Phoenix slept fitfully. Though a light sleeper she was not often troubled by dreams of the ilk that plagued her tonight.

She tossed, and the chill of the night time air brushed across bare skin. Something moved and she woke. It was not something tangible, it was something tied deeply into her heart and soul, a sixth sense she had fought for and earned with the proper rites of blood.

She stirred, fingers tingling. Away, across the fields and out toward the sea, a Wolf howled. Phoenix smiled, locating the source of her disturbance. For the first time in two hundred years the Stars had accepted another. She had her first competition.

Standing, Phoenix drew the rough material of her surcoat over her head. The bird on her chest fluttered, flashing red like fire in the cold blue moonlight.

She tightened the straps of her sword sheath, feeling no more need to check that the blade remained at her side than she did to ensure her heart marched continuously onwards with its eternal beating.

Striding from the room, Phoenix left it in disarray and the curtains drawn.
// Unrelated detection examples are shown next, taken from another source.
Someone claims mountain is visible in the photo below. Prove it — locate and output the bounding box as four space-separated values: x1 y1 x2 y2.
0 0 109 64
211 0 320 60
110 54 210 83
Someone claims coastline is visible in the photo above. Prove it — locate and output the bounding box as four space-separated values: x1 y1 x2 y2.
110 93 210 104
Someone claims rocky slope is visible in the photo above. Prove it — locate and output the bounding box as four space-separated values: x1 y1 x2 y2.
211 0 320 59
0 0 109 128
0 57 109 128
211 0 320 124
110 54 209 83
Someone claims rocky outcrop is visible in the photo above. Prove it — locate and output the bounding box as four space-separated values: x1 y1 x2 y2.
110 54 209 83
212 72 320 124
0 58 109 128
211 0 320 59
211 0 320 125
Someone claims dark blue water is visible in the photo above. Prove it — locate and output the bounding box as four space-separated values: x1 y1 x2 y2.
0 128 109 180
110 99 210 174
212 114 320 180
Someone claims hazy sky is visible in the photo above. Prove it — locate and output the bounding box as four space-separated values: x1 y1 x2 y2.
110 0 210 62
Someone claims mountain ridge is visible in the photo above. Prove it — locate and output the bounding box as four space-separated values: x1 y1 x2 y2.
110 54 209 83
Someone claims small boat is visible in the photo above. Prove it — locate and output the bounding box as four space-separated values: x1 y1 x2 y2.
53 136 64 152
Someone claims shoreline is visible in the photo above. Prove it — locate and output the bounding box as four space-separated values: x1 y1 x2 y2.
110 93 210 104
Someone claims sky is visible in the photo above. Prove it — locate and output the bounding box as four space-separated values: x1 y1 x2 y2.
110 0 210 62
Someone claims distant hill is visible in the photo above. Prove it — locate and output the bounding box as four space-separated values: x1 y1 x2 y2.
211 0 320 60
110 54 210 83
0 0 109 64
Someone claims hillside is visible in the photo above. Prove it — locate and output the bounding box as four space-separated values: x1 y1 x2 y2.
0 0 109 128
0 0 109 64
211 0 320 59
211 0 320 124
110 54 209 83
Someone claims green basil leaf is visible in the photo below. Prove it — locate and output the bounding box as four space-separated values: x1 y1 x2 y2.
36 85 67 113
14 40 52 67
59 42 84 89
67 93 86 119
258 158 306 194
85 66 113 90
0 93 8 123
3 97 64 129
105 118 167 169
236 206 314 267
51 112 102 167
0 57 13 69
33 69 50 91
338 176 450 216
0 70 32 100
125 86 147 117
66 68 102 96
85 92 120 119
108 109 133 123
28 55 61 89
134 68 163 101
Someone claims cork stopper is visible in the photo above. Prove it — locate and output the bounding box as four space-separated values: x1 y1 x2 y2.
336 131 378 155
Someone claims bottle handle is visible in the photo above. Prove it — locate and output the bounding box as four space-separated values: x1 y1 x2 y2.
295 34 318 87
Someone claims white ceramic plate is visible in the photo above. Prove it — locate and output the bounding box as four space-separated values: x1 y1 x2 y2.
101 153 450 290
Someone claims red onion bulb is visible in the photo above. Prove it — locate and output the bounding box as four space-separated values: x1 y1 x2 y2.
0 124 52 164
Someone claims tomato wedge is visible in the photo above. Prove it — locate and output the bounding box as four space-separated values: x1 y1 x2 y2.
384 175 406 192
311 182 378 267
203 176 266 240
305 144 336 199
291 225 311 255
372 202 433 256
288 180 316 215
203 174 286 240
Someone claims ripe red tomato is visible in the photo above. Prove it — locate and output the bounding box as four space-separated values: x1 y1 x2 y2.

Petty things had lost all import.

The bar continued to heave. A room of sailors even in these ages had enough experience with the Far Lands to resist emptying in the face of death. But as Phoenix stepped over the threshold the room went silent. She smiled. They were learning.

The tavern door snapped shut behind her and only then did she sense life return to the room. Mumbled conversation seeped through the cracks with the lamplight.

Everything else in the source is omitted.